Challenges with Culture-By-Default


The .NET Framework was designed to support automatic culture-specific formatting in many APIs. In most cases, this is actually desirable. For example, the fact that dates will be formatted correctly when deployed in another culture without explicit code on your behalf is usually a welcomed feature. String sorting and comparison that differs automatically based on culture is usually great. Well, it's great until it causes problems for you, that is. Such problems range from benign bugs that only show up on international platforms to exploitable security holes in your Framework. The former is obviously much more common than the latter.

String Manipulation (ToString, Parse, and TryParse)
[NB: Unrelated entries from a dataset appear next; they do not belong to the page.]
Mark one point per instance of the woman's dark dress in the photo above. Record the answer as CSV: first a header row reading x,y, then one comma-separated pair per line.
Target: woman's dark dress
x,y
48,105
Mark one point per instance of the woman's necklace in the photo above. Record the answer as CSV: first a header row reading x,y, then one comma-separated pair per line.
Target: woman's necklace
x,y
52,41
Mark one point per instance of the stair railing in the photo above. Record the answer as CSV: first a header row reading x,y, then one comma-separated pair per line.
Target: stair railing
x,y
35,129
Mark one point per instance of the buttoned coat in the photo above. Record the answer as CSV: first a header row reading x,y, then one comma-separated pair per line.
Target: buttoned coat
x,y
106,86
The canonical examples of culture-specific APIs in the Framework are the methods for transforming a primitive into its string representation and the reverse, parsing a string into a primitive. These are the ToString, Parse, and TryParse functions, and they are available on all of the primitive data types such as Int32 (C# int), Int64 (C# long), Double (C# double), DateTime, and Decimal (C# decimal), for example.

What you might not already know is that the primitive types also offer overloads of ToString, Parse, and TryParse that accept an IFormatProvider. We mentioned above that IFormatProvider is the common unification for passing around formatting specifications. This enables you to pass a precise culture XxxFormatInfo instance to modify the default behavior.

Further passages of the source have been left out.